High quality information environments and records management
The thing that every organisation wants, is a high quality information environment.
That’s one in which the right information is available to the right people at the right time and the right level of quality.
The problem for records practice, is that we act like we’ve achieved that if we’ve captured the record of a transaction.
What this ends up with is people playing detective.
They probably know the information they need is available - if only the know enough about the activities of their organisation to understand which other activities MIGHT have captured that information.
We talk about findability like it’s meaningful - ignoring completely that making something “findable” puts the work of funding squarely on the information user.
What I think we need to start considering is a concept that we might call “presentability” - how presentable is this information.
If we have (as good continuum records people) considered all future uses of information that’s being recorded, can we easily present that information to the people who need it? Or are we making them do the work of finding it.
To me, the test of this is that we have to be able to definitively answer a negative - “do we have this information?”
The reason is relatively simple - if we can answer that question, we prevent someone spending time looking for it.
If we can’t answer that question, people will spend a while looking, and then they’ll realise that they can put the load back onto whoever is their “customer” in the transaction - and just ask for the information again.
Which is just starting to the “capture” circle all over again.
I haven’t seen a lot of appetite in most records practitioners for working on the presentation of information. It’s generally put in the too hard basket.
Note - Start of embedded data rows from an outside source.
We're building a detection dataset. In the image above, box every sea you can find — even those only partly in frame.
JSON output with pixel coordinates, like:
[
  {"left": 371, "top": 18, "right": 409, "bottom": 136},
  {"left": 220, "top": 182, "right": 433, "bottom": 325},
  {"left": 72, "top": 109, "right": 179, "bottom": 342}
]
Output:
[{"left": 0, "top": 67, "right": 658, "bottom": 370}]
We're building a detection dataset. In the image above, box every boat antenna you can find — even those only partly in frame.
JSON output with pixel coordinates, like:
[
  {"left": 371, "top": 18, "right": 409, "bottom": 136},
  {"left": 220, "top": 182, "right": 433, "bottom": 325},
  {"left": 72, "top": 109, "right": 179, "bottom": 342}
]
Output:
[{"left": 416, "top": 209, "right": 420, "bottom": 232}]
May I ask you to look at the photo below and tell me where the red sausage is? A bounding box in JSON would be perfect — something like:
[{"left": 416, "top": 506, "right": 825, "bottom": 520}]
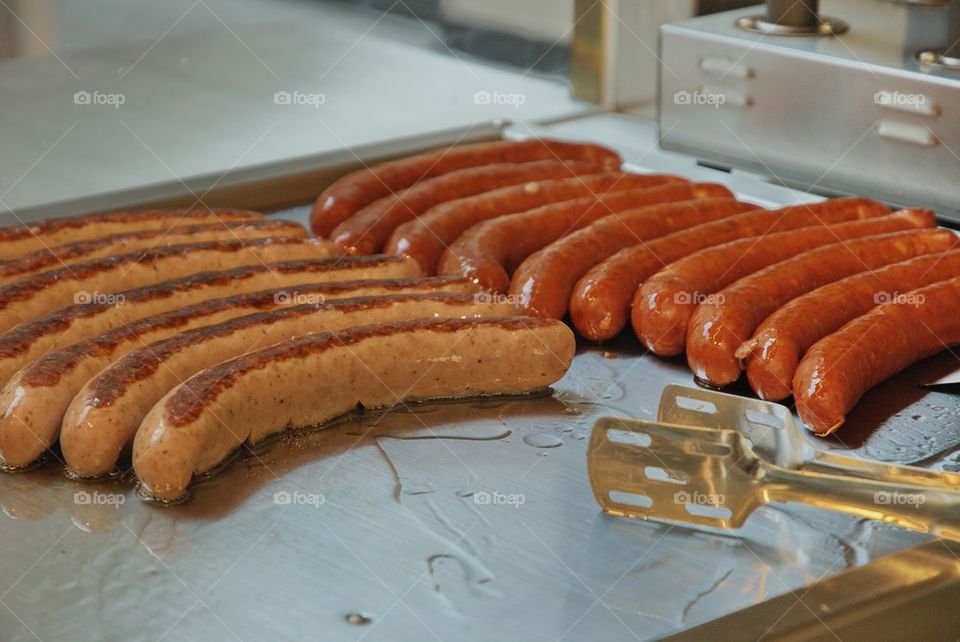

I’ve also never seen a high quality information environment in which someone hasn’t spent significant time and energy understanding how the information needs to be presented so that it can be consumed efficiently - ie. given to people at the right level of quality for their need.
Everywhere I go, records teams focusing on capture are struggling for funding.
I have never seen someone struggling for funding when the focus is a high quality information environment.
Which means two things.
The first, is that focusing on how recorded information will be presented to people takes more effort.
The second is that organisations are extremely happy to pay for it.
Which means that there’s a good effort-reward relationship.
As opposed to capture focused records - where the relationship poor if not downright abusive.
We should do the thing that has a good effort-reward relationship.